The median PFS was not reached in the D-VMP group and was 18.1 months in the VMP group (ranges not provided). “The PFS treatment benefit of D-VMP versus VMP was consistent across all prespecified subgroups, including age ≥75 years, ISS stage III, and high-risk cytogenetics,” the authors noted. See TABLE for all treatment outcomes.

The benefit appeared to be driven by deeper responses in the D-VMP group, according to Dr. San-Miguel.

More patients in the D-VMP group attained minimal residual disease (MRD)-negative status compared to patients in the control group (22.3% vs. 6.2%; HR=4.36; 95% CI 2.64-7.21; p<0.0001).

“We know now that [MRD] has become probably the most relevant marker for prognosis in MM,” Dr. San-Miguel said. “As we saw in the PFS curve, patients achieving MRD-negative status – in the non-daratumumab arm, as well as the daratumumab arm (in which MRD-negativity was three times easier to obtain) – show a significantly longer PFS.”

Toxicity profiles were similar between study cohorts, Dr. San-Miguel reported, except for the high incidence of any-grade upper respiratory tract infection (26.3% vs. 13.8%) and grade 3/4 pneumonia (11.3% vs. 4.0%) in the D-VMP group.

Other common any-grade treatment-related adverse events (AEs) occurring in the D-VMP and VMP groups included neutropenia (49.7% vs. 52.5%), thrombocytopenia (48.8% vs. 53.7%), anemia (28.0% vs. 37.6%), and peripheral sensory neuropathy (28.3% vs. 34.2%). Common grade 3/4 AEs included neutropenia (39.9% vs. 38.7%), thrombocytopenia (34.4% vs. 37.6%), and anemia (15.9% vs. 19.8%).

One patient in each cohort discontinued treatment because of pneumonia. Grade 3/4 infections occurred in 23.1 percent of patients in the D-VMP cohort and 14.7 percent of the VMP cohort; these infections led to treatment discontinuation in 0.9 percent and 1.4 percent of patients, respectively.

Infusion-related reactions from daratumumab appeared in 27.7 percent of patients, “but occurred mainly in the first course of treatment, and were usually grade 1 or 2,” he added. Tumor lysis syndrome occurred in ˂1 percent of patients in each arm, and second primary malignancy occurred at similar rates (2.3% for D-VMP and 2.5% for VMP).

When asked if the results from ALCYONE are strong enough to potentially replace AHCT with the D-VMP combination, Dr. San-Miguel said the goal is instead to expand treatment choices for all patients with MM. “Use of monoclonal antibodies is going to challenge the role of transplant,” he explained. “Nevertheless, our goal is to cure MM, and we want to use all possible treatments to achieve this goal.”

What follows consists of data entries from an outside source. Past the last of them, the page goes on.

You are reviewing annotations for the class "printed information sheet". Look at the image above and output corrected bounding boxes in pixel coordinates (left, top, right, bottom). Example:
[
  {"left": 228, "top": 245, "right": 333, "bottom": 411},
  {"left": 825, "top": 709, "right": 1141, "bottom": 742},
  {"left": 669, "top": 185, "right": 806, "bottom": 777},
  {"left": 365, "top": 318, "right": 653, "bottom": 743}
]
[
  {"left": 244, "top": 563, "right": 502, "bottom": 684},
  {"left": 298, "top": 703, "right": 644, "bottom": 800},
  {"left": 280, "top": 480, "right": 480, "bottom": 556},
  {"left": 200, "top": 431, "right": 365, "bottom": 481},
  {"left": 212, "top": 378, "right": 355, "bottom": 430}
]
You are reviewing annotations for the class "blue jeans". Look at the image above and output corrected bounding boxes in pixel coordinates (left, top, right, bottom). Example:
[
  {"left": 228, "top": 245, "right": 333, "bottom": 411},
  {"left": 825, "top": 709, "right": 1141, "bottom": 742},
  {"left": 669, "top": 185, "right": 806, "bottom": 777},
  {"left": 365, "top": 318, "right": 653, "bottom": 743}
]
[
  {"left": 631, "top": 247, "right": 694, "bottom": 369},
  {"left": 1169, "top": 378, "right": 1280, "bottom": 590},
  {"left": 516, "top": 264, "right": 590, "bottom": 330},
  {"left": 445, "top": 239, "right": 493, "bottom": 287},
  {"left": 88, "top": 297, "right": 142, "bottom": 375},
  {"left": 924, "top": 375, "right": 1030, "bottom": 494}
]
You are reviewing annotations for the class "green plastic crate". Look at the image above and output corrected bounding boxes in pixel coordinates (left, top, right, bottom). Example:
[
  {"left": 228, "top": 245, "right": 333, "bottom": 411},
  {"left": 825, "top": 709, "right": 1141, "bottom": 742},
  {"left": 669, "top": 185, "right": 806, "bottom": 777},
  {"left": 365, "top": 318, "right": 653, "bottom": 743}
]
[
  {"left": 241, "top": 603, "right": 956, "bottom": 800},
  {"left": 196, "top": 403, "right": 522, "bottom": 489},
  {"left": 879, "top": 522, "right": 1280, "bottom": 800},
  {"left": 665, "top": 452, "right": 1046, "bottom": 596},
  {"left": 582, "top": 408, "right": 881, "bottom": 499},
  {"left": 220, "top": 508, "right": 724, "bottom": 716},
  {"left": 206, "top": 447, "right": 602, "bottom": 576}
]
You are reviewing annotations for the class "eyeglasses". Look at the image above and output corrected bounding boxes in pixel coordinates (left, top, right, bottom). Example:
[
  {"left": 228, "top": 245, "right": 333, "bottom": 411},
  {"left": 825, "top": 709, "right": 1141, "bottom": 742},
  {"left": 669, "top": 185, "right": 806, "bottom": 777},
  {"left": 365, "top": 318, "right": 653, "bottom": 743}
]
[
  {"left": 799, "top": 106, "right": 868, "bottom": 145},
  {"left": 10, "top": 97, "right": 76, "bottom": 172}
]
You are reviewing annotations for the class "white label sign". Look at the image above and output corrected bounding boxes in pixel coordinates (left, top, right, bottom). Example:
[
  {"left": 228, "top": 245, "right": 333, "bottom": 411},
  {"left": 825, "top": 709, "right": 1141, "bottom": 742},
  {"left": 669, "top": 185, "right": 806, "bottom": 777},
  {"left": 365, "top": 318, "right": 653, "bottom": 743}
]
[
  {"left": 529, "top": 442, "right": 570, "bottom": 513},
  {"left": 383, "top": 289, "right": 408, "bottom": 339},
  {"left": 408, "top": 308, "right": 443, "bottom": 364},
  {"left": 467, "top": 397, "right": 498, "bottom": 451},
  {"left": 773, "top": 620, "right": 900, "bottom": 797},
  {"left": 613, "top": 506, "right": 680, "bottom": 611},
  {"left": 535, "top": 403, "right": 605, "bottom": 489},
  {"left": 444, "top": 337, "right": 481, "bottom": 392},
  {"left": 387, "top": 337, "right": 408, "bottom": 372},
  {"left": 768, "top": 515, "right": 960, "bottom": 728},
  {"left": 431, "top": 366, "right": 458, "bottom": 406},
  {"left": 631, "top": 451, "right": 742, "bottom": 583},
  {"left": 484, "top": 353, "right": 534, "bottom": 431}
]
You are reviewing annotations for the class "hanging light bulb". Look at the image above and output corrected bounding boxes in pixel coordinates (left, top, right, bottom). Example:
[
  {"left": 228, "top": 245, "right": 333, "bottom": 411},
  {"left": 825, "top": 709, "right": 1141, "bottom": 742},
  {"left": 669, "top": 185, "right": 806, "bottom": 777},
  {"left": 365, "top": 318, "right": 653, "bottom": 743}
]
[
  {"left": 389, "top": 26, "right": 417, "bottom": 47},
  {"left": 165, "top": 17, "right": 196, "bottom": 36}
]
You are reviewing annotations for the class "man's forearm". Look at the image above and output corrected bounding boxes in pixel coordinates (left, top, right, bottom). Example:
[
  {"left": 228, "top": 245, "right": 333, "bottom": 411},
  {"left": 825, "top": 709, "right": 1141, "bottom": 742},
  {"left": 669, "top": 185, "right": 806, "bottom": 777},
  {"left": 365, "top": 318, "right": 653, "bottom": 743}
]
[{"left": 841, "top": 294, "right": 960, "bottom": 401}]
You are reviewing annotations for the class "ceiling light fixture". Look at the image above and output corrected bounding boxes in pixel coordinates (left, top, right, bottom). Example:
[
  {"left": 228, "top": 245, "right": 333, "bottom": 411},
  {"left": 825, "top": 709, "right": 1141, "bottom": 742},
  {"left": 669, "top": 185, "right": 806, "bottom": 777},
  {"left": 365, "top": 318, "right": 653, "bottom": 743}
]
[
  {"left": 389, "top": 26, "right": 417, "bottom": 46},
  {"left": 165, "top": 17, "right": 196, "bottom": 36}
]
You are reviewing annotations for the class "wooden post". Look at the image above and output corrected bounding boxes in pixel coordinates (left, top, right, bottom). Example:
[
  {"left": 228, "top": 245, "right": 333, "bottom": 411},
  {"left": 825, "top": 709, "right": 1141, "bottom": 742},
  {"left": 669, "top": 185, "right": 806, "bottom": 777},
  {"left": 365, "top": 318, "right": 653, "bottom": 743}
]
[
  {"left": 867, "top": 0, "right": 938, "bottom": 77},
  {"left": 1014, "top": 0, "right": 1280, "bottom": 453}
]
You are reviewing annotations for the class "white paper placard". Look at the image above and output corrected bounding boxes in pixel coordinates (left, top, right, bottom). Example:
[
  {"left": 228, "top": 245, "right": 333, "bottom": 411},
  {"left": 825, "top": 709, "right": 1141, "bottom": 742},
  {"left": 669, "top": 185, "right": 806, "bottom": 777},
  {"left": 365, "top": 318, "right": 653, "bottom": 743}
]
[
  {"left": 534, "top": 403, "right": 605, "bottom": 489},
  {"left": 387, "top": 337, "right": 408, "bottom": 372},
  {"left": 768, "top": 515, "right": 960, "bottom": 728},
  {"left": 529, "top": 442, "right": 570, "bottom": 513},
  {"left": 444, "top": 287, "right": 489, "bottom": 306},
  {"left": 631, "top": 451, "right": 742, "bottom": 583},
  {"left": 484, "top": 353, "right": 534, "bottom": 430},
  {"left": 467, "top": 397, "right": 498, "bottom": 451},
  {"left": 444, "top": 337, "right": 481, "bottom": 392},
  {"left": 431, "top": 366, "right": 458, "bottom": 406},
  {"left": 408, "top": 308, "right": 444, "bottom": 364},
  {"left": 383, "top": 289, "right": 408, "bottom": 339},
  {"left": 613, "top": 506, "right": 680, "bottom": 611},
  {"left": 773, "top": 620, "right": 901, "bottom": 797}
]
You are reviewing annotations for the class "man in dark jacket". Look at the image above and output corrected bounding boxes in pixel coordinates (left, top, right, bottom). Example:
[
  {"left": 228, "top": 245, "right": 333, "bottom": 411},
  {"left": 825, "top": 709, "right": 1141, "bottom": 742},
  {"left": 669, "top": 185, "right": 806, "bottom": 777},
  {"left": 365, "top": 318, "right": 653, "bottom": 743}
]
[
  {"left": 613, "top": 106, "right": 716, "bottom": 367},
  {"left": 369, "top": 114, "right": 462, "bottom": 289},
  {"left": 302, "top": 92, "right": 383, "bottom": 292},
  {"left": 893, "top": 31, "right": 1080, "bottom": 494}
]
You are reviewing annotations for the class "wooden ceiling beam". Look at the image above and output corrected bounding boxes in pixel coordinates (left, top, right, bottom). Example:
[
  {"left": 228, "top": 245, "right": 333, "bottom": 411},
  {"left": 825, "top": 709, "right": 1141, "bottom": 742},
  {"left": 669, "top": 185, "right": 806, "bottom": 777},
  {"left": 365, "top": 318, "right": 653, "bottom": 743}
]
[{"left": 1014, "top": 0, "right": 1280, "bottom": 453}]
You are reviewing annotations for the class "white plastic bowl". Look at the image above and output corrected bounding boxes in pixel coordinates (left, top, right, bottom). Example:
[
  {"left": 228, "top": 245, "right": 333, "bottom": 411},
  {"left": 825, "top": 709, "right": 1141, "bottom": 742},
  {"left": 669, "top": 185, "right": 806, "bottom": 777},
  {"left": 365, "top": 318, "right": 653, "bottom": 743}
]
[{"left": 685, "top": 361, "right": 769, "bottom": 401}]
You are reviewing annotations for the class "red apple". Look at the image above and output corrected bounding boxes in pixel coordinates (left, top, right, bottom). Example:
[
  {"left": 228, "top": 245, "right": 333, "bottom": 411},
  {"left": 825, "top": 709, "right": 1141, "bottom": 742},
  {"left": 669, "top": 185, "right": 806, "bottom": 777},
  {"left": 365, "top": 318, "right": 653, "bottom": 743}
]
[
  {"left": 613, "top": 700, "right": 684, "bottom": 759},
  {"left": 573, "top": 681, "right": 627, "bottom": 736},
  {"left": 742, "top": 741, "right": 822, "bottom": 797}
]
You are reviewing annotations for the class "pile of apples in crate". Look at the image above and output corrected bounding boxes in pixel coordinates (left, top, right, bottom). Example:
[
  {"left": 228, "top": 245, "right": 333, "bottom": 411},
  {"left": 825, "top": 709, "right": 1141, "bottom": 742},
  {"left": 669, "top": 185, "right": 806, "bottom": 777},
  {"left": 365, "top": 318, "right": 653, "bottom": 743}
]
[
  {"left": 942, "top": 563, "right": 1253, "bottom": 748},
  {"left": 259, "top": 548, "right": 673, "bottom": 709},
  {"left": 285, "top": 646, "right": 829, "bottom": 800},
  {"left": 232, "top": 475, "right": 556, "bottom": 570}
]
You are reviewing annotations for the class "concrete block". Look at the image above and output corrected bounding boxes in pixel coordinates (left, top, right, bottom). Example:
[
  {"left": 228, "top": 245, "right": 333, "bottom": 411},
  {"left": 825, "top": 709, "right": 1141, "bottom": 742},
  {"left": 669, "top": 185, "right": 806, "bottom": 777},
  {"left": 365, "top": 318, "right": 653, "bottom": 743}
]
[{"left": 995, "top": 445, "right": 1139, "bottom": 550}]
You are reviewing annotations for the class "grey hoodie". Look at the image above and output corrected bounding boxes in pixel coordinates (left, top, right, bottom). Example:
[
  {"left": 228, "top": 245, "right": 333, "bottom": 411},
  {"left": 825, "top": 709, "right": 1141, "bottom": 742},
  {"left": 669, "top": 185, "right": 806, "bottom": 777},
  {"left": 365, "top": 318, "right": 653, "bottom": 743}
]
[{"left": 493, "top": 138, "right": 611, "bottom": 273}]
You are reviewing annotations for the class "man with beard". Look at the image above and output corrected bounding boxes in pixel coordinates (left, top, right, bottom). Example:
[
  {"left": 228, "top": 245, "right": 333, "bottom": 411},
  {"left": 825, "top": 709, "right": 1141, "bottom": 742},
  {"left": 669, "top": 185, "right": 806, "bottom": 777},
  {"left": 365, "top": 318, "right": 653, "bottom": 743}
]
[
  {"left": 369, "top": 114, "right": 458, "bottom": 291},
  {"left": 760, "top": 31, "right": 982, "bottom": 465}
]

The study’s findings are limited by the open-label design, which may have introduced bias. Overall survival data were also not presented. Dr. San-Miguel added that, while promising, the results may not be generalizable to the U.S. patient population, where VMP is not the standard of care for newly diagnosed, transplant-ineligible patients.

The authors report financial relationships with Takeda, Amgen, Celgene, and Janssen, which provided funding support for the study.


Mateos MV, Dimopoulos MA, Cavo M, et al. Phase 3 randomized study of daratumumab plus bortezomib, melphalan, and prednisone (D-VMP) versus bortezomib, melphalan, and prednisone (VMP) in newly diagnosed multiple myeloma (NDMM) patients (Pts) ineligible for transplant (ALCYONE). Abstract LBA-4. Presented at the 2017 American Society of Hematology Annual Meeting, December 12, 2017; Atlanta, GA.